# Creating a Backpropagation Pipeline <br>

Now we are programmatically making on how to simulate someone who did a review. Since forward pass sounds like someone who just never learned anything, introducting backpropagation means having a chance to rethink and review for our model to generalize properly.

We will start by importing our essential packages

In [1]:
import numpy as np

Moving on with our pipeline

In [2]:
x = np.array([1,0,1])
y = 1.0

In [3]:
#Loading properties from previous activity
w1 = np.array([[0.2, -0.3],
               [0.4, 0.1],
               [-0.5, 0.2]])
bias = np.array([-0.4, 0.2, 0.1])
w2 = np.array([-0.3, 0.2])

In [4]:
def relu(z): return np.maximum(0, z)

In [5]:
z_hidden = x.dot(w1) + bias[:2]
a_hidden = relu(z_hidden)
z_out = a_hidden.dot(w2) + bias[2]
y_hat = z_out

In [6]:
sse = (y - y_hat) ** 2
half_mse = 0.5 * sse

In [7]:
print("z_hidden:", z_hidden)
print("a_hidden:", a_hidden)
print("y_hat:", y_hat)
print("SSE:", sse)
print("0.5 * SSE:", half_mse)

z_hidden: [-0.7  0.1]
a_hidden: [0.  0.1]
y_hat: 0.12000000000000001
SSE: 0.7744
0.5 * SSE: 0.3872


We did achieve the same result from our manual calculation in our forward pass earlier, albeit in a programmatical manner

At this rate, we will perform a backpropagation task.

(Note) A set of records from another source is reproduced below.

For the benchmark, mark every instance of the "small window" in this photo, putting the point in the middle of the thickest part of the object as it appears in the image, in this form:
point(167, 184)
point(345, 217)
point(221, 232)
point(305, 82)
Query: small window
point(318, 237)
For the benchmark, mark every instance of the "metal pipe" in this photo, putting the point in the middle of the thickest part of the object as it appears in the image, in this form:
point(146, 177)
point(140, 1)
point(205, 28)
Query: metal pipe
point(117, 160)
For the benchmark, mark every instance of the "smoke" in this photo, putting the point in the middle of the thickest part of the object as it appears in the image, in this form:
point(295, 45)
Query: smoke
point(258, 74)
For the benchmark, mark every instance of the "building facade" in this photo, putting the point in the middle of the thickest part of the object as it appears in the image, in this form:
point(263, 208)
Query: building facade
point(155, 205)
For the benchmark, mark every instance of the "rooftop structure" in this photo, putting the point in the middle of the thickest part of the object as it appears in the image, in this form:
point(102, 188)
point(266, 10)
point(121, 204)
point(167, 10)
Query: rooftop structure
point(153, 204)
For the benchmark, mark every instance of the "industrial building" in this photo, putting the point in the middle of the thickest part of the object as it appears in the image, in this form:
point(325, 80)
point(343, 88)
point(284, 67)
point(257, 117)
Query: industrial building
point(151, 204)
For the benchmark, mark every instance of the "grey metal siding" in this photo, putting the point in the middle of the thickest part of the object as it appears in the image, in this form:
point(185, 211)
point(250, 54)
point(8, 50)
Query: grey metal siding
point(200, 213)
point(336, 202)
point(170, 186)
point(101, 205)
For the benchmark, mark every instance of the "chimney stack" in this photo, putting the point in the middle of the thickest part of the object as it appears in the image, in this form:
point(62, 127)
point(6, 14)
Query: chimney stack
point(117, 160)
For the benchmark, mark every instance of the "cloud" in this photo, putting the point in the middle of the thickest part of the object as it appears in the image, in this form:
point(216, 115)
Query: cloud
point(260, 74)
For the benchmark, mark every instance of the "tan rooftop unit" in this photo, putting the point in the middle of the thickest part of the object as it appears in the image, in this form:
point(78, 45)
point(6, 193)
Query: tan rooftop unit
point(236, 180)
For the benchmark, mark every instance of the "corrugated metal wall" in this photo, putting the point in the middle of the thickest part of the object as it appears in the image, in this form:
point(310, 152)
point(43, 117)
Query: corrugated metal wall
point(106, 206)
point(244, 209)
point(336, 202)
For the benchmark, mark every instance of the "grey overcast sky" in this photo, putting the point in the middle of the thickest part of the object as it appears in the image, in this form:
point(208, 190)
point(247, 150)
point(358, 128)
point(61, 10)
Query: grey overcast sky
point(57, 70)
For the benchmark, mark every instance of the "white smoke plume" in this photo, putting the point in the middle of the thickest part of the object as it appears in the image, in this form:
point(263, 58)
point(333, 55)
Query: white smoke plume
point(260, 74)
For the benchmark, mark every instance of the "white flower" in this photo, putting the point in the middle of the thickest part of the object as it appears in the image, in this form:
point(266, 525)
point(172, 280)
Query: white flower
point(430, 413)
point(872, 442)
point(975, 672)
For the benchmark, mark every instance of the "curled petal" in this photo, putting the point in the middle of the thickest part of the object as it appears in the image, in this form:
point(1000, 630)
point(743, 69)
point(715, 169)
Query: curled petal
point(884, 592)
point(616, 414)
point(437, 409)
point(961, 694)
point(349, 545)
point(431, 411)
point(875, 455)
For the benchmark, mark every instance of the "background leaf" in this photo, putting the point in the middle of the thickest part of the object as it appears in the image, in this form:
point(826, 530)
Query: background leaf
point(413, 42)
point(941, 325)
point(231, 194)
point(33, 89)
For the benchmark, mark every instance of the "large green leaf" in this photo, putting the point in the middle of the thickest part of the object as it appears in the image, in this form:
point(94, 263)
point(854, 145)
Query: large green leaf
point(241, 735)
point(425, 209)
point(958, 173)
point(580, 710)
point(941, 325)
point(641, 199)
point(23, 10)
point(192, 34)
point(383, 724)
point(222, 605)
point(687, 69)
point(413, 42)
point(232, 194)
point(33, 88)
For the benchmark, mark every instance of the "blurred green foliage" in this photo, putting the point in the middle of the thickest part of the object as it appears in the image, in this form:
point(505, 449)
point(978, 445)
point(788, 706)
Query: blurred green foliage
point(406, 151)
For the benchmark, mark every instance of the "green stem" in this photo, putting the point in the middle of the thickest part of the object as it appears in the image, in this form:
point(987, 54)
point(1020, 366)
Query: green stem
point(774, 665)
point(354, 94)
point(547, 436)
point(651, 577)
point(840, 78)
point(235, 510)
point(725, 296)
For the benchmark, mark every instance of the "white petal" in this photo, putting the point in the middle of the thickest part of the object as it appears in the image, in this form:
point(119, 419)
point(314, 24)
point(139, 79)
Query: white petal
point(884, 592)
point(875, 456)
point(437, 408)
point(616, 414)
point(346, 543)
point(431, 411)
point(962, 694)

In this first part, we will subtract the real observed value to the predicted value, which is our error and serve as our gradient loss.

In [8]:
dL_dyhat = -(y_hat-y)
dL_dyhat

np.float64(0.88)

In [9]:
dL_dW2  = a_hidden * dL_dyhat
dL_dW2

array([0.   , 0.088])

In [10]:
dL_dtheta3 = dL_dyhat

Now we move in calculating the hidden layer...

In [11]:
dL_da_hidden = w2 * dL_dyhat

We did multiply the loss from our previous layer.

In [12]:
#Now we are taking the deribative from ReLU
dL_dz_hidden = dL_da_hidden * (z_hidden > 0).astype(float)

In [13]:
dL_dW1 = np.outer(x, dL_dz_hidden)
dL_dtheta12 = dL_dz_hidden

In [14]:
print("\nBackward pass (gradients):")
print("dL/dW2:", dL_dW2)
print("dL/dtheta3:", dL_dtheta3)
print("dL/dW1:\n", dL_dW1)
print("dL/dtheta1,2:", dL_dtheta12)


Backward pass (gradients):
dL/dW2: [0.    0.088]
dL/dtheta3: 0.88
dL/dW1:
 [[-0.     0.176]
 [-0.     0.   ]
 [-0.     0.176]]
dL/dtheta1,2: [-0.     0.176]


Let's introduce the learning rate

In [15]:
lr = 0.001

In [16]:
w2 -= lr * dL_dW2
bias[2] -= lr * dL_dtheta3
w1 -= lr * dL_dW1
bias[:2] -= lr * dL_dtheta12

In [17]:
print("\nUpdated parameters:")
print("W1:\n", w1)
print("theta[:2]:", bias[:2])
print("W2:", w2)
print("theta3:", bias[2])


Updated parameters:
W1:
 [[ 0.2      -0.300176]
 [ 0.4       0.1     ]
 [-0.5       0.199824]]
theta[:2]: [-0.4       0.199824]
W2: [-0.3       0.199912]
theta3: 0.09912


Let's pass it again to see with the new parameters:

In [18]:
z_hidden = x.dot(w1) + bias[:2]
a_hidden = relu(z_hidden)
z_out = a_hidden.dot(w2) + bias[2]
y_hat = z_out

In [19]:
sse = (y - y_hat) ** 2
half_mse = 0.5 * sse

In [20]:
print("z_hidden:", z_hidden)
print("a_hidden:", a_hidden)
print("y_hat:", y_hat)
print("SSE:", sse)
print("0.5 * SSE:", half_mse)

z_hidden: [-0.7       0.099472]
a_hidden: [0.       0.099472]
y_hat: 0.119005646464
SSE: 0.7761510509623145
0.5 * SSE: 0.38807552548115726


Somehow it's learning anything given that our SSE has reduced. If we take into multiple steps, this can give our very bare bones model the ability to predict the best value.